El rock’n’roll es una música esencialmente estúpida, y por eso, sólo por eso, merece todavía nuestra atención. Es una música que merece seguir siendo escuchada, compuesta, tocada. Su estupidez es estructural y esa estupidez, estructural, es el único comodín que puede seguir exhibiendo luego de sesenta años de discos y conciertos, luego de haberse establecido como la música predominante del mercado occidental, la música que se oye en las misas, en las campañas políticas, en las publicidades, en las escuelas, en los actos conmemorativos de Estado. Por eso, cuando disfraza su cacofonía adolescente con rasgos de madurez artística, apenas consigue hacer el ridículo. Algo así decía, en junio de 1988, el músico neoyorquino Richard Hell: “El rock’n’roll está hecho por y para los chicos. No se trata de virtuosismo; se trata de energía, pasión, frustración, deseo y diversión. La vida y sólo la vida”.
Pienso en todo esto al escuchar “Judy Is a Punk”, la canción del grupo punk Ramones, al escuchar cómo su cantante, Joey Ramone, entona las estrofas en el disco publicado en 1976: “Segundo verso, igual que el primero/ Tercer verso, diferente del primero”.
La canción es maravillosa, me digo, y al sostenerlo confío en que componer música esencialmente estúpida contiene una alquimia inenarrable. El antropólogo Claude Lévi-Strauss había llegado a una conclusión semejante sobre los mitos, a los que se pasó estudiando toda su vida: por más que uno los desarme, pieza por pieza, allí no encontrará el secreto de su magia.
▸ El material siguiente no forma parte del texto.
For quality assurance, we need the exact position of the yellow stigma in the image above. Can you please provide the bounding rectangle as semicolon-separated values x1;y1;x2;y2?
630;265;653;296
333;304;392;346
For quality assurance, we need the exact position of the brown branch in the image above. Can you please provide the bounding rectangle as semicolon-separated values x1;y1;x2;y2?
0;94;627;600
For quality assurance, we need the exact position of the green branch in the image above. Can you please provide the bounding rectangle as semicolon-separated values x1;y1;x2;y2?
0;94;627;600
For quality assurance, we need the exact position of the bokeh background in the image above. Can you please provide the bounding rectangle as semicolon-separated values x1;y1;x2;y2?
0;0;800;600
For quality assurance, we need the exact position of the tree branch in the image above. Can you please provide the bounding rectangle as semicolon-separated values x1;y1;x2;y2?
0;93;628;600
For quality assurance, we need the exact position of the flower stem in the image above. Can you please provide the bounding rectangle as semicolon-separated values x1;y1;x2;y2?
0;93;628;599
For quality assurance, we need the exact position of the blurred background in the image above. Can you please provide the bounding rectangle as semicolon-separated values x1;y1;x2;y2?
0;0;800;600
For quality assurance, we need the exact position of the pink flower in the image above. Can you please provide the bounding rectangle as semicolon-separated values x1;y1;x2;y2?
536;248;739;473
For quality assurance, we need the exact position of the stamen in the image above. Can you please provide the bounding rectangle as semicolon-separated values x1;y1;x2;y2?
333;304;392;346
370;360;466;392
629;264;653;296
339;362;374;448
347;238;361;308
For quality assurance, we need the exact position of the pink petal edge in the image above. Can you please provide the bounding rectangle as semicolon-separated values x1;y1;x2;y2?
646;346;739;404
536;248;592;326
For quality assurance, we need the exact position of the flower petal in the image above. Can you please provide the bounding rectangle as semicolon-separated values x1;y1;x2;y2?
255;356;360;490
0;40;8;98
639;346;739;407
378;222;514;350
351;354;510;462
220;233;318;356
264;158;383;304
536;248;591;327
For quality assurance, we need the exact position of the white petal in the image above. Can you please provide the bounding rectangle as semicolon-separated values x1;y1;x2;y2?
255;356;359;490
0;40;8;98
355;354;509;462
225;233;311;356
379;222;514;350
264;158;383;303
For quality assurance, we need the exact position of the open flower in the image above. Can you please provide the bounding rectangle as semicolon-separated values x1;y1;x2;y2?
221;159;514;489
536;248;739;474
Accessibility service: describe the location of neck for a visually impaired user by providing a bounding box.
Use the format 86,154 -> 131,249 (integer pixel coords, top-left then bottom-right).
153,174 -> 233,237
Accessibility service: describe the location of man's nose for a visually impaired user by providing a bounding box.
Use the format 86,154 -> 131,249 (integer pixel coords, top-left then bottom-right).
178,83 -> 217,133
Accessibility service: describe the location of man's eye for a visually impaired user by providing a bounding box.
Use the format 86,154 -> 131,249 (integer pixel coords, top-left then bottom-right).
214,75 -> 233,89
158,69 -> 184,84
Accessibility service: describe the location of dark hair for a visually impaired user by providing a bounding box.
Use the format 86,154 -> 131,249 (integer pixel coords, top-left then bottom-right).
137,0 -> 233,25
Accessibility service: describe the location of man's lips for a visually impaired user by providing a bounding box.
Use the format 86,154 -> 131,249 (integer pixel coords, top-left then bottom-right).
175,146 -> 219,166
Al escuchar décadas después los discos de estudio que Ramones grabó en la segunda mitad de la década de 1970, al escuchar el disco en directo que da testimonio de ese momento de la historia de la música pop, la premisa parece simultáneamente evidente y misteriosa. Había una tradición recuperada en esas canciones, la confirmación de un pasado enterrado que el vértigo de la época proyectaba como lejano e irrecuperable. Había también una insinuación, un lenguaje que todos conocían pero que simplemente habían olvidado: la apuesta por un futuro que podía recuperarse o que podía echarse a perder.
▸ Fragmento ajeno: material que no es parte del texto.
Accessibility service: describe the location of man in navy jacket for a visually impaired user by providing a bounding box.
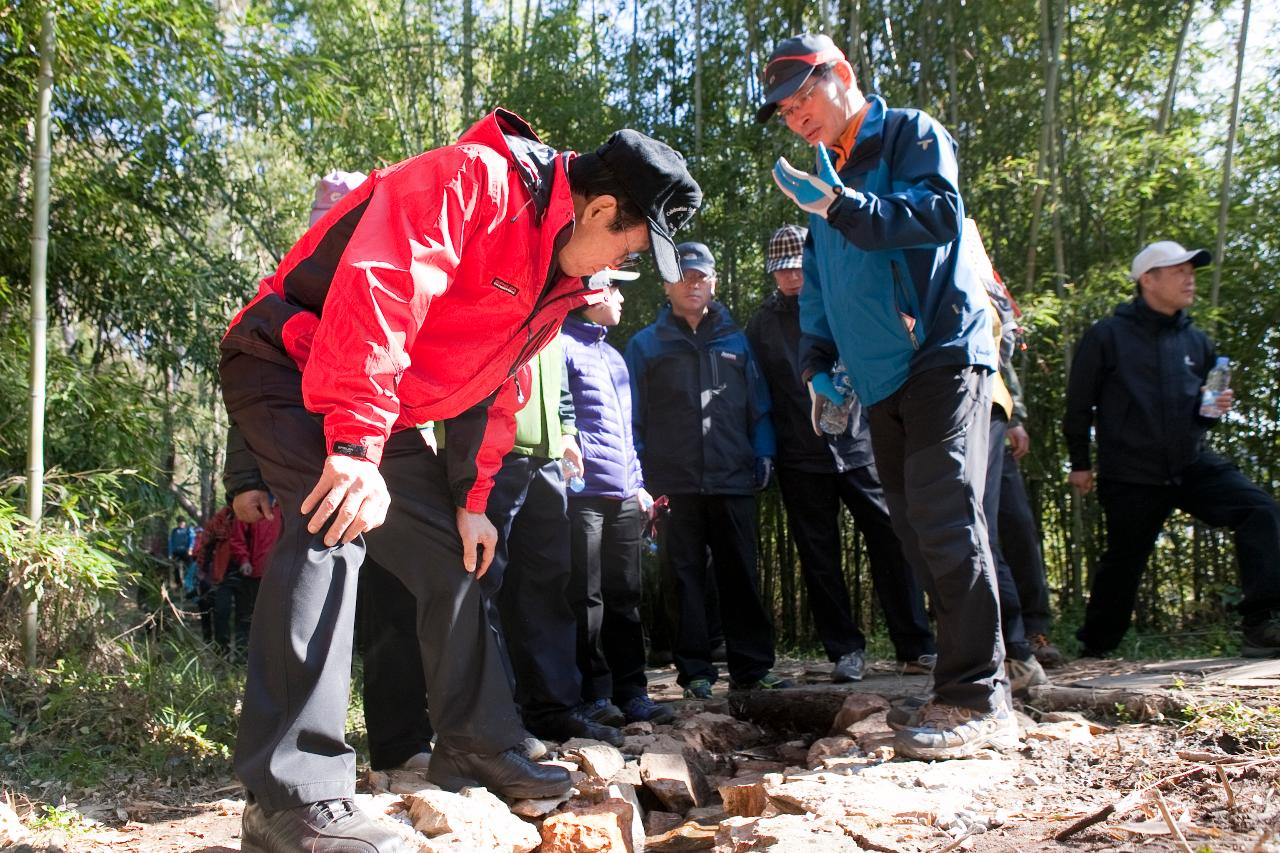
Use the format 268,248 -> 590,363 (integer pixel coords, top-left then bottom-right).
1062,241 -> 1280,657
756,35 -> 1018,760
626,243 -> 790,699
Esas canciones, esas baratijas lanzadas al mercado para que sus integrantes consiguieran fama y fortuna, son grandiosas porque, al escucharlas todavía hoy, a uno le resulta imposible suponer que existan canciones más previsibles que ésas. No hace falta apelar a ninguna vertiente oscura para establecer sus relaciones de producción, ni confirmar su vínculo con abismales fuentes olvidadas por la cultura de posguerra. Son enormes canciones de rock’n’roll porque su fórmula es inoxidable, previsible, definitivamente tonta; porque uno conoce la canción antes de oírla por la radio. Cada canción es una afirmación absoluta de rock’n’roll; uno podría tocarlas con dos palitos, cantando bajo la ducha, y aun así continuarían siendo enormes, fabulosas canciones de rock’n’roll.
Leí hace mucho este consejo, y todavía sigue pareciéndome una idea inmejorable: no culpes a un parque temático por no ser una catedral.